Dès la première page, le lecteur succombe au charme naturel de Blair MacKenzie (s’il ne l’avait pas déjà fait dans les tomes précédents) : sa posture détendue, ses grands yeux, sa détermination tranquille, son amour sincère pour Pacôme, apparents dans ses gestes, dans son regard. Comme Pacôme, il éprouve un sentiment d’incrédulité à l’existence de cette femme consciente des limites de la condition féminine à cette époque sans être aigrie ou revancharde, encore plus à l’idée qu’elle s’intéresse à lui (Pacôme, pas le lecteur malheureusement). Il se trouve rasséréné par la sollicitude bienveillante des trois autres scientifiques pour leur ami Pacôme, et pour sa compagne. Il voit l’attention de Margaret Sanger pour son le discours de son hôte, tout en s’amusant de l’agacement de Nicolette envers les lapins qui se baladent dans les couloirs et les escaliers, et il sourit en comprenant la raison de leur présence. Il ressent un petit pincement au cœur en voyant la connivence qui se développe entre Margaret et Pacôme, et le naturel avec lequel celle-ci prend des initiatives, en particulier pour semer leurs poursuivants, et bien entendu pour conduire une automobile. Contre toute attente, il compatît avec Nicolette, malgré les conséquences désastreuses de son initiative.



Sincèrement attaché aux personnages, le lecteur ressent une forte empathie pour chacun d’eux : la conscience et l’acceptation de Blair de devoir lutter contre le système social pour jouir de plus de liberté, l’admiration de Pacôme pour cette femme formidable, la progression de l’enthousiasme de Margaret qui comprend petit à petit que l’invention du comte de Champignac répond entièrement à ses espérances. Il se retrouve plus touché qu’il ne le pensait possible par les marques laissées par le passage du temps entre l’année de début du récit, 1941, et l’année de la deuxième partie, 1951. Il ressent qu’il est partie prenante dans l’objectif des deux personnages principaux, d’autant plus qu’en tant que lecteur contemporain, il trouve normal, et même un dû, la mise à disposition de cette invention et son usage courant. Il est sensible à la manière dont les auteurs savent doser leurs ingrédients, en particulier ceux politiquement incorrects, et ceux historiques. Impossible de ne pas sourire à l‘incapacité de Margaret de résister à tester le paradis artificiel rendu accessible par les psilocybes. Surpris par l’ironie de la conséquence positive du maccarthysme. Profondément ému par la dernière page : une fillette souffle dans une pipe à bulles, en écho de Blair se livrant à la même distraction dans la première page. Il prend la décision de suivre la recommandation des auteurs et d’aller ouvrir l’album Spirou et Fantasio, tome 19 : Panade à Champignac (1969), par André Franquin (1924-1997), page seize, case cinq.
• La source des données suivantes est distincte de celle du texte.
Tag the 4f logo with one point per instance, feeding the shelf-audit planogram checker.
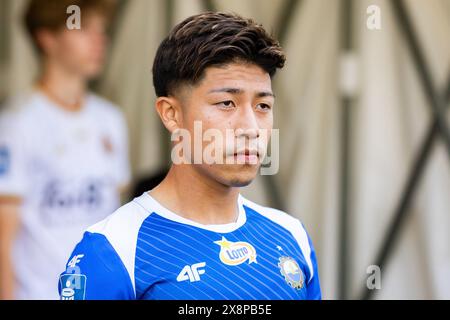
(192, 273)
(76, 259)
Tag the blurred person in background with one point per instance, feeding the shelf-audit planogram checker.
(63, 150)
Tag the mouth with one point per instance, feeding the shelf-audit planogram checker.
(247, 157)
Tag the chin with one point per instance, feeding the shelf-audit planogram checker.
(240, 179)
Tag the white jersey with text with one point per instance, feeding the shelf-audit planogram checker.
(67, 168)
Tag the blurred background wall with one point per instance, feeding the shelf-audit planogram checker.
(353, 117)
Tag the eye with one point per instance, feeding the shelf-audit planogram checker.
(228, 104)
(263, 107)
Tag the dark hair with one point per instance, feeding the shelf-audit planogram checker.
(52, 14)
(212, 38)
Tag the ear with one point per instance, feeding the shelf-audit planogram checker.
(169, 110)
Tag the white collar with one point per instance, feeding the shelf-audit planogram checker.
(150, 204)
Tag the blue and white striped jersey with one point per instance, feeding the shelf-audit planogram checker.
(145, 251)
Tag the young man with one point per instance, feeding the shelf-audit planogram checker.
(194, 236)
(63, 151)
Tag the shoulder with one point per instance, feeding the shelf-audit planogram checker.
(121, 230)
(293, 225)
(278, 217)
(107, 250)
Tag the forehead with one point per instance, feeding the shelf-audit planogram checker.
(246, 76)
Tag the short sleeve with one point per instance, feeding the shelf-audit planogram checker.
(95, 272)
(313, 286)
(12, 157)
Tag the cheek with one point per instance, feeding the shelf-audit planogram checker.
(75, 47)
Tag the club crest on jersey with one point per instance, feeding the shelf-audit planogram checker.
(291, 272)
(235, 253)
Une superbe couverture pour une histoire poignante. Les auteurs reprennent le schéma narratif des deux premiers tomes : Blair MacKenzie et Pacôme Hégésippe Adélard Ladislas, comte de Champignac se retrouvent à participer à la conception d’une invention majeure du vingtième siècle, avec une course-poursuite d’ampleur à la clé. Le lecteur se régale de la narration visuelle, de sa sensibilité, de sa richesse, très attaché aux personnages, sensible à leurs émotions, à leur caractère et les motivations qui en découlent, tout autant qu’il se prend d’intérêt pour le thème de la condition féminine à l’époque, prolongeant sa lecture avec un article sur la mise à disposition du grand public, de cette invention.